Stem Cells International ◽

10.1155/2019/9671206 ◽

2019 ◽

Vol 2019 ◽

pp. 1-18 ◽

Cited By ~ 14

Author(s):

Haojiang Li ◽

Shi Shen ◽

Haitao Fu ◽

Zhenyong Wang ◽

Xu Li ◽

...

Keyword(s):

Tissue Engineering ◽

Stem Cells ◽

Mesenchymal Stem Cells ◽

Stem Cell ◽

Tissue Regeneration ◽

Tissue Damage ◽

Material Selection ◽

Immune Microenvironment ◽

Chronic Injury ◽

Research Fields

The inflammatory response to chronic injury affects tissue regeneration and has become an important factor influencing the prognosis of patients. In previous stem cell treatments, it was revealed that stem cells not only have the ability for direct differentiation or regeneration in chronic tissue damage but also have a regulatory effect on the immune microenvironment. Stem cells can regulate the immune microenvironment during tissue repair and provide a good “soil” for tissue regeneration. In the current study, the regulation of immune cells by mesenchymal stem cells (MSCs) in the local tissue microenvironment and the tissue damage repair mechanisms are revealed.

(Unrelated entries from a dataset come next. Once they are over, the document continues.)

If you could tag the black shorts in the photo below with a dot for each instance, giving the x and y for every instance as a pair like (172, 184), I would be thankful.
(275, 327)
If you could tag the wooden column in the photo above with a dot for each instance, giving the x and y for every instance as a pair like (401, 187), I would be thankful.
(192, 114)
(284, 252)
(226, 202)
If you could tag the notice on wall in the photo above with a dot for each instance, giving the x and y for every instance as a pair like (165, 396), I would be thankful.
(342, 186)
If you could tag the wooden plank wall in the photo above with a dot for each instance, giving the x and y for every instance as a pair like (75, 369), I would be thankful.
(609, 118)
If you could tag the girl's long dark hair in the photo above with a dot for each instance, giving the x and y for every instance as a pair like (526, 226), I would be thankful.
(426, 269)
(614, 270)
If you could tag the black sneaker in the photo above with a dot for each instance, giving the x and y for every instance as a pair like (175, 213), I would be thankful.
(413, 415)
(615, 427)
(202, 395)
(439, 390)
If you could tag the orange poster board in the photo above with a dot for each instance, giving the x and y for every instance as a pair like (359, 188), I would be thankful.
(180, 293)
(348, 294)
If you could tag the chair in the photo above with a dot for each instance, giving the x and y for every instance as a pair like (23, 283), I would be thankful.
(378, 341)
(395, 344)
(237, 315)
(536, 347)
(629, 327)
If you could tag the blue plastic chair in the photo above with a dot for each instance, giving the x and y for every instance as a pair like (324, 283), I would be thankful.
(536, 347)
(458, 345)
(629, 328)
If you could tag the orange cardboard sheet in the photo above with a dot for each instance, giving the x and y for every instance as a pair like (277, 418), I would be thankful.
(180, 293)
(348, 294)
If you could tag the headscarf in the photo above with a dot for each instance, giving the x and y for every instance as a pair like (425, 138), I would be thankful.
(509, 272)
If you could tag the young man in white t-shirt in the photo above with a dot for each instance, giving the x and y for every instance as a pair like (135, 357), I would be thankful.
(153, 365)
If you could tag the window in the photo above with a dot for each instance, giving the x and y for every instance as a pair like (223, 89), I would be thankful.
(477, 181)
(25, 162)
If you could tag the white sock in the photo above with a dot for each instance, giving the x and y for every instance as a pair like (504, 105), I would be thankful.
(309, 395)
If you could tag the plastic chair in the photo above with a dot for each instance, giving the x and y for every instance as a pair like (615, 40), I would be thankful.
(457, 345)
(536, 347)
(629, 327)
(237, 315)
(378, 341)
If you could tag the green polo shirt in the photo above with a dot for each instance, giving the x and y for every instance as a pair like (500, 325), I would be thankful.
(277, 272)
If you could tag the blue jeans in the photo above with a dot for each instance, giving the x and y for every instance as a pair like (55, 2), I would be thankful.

The application of the concepts of “seed” and “soil” has opened up new research avenues for regenerative medicine. Tissue engineering (TE) technology has been used in multiple tissues and organs using its biomimetic and cellular cell abilities, and scaffolds are now seen as an important part of building seed cell microenvironments. The effect of tissue engineering techniques on stem cell immune regulation is related to the shape and structure of the scaffold, the preinflammatory microenvironment constructed by the implanted scaffold, and the material selection of the scaffold. In the application of scaffold, stem cell technology has important applications in cartilage, bone, heart, and liver and other research fields. In this review, we separately explore the mechanism of MSCs in different tissue and organs through immunoregulation for tissue regeneration and MSC combined with 3D scaffolds to promote MSC immunoregulation to repair damaged tissues.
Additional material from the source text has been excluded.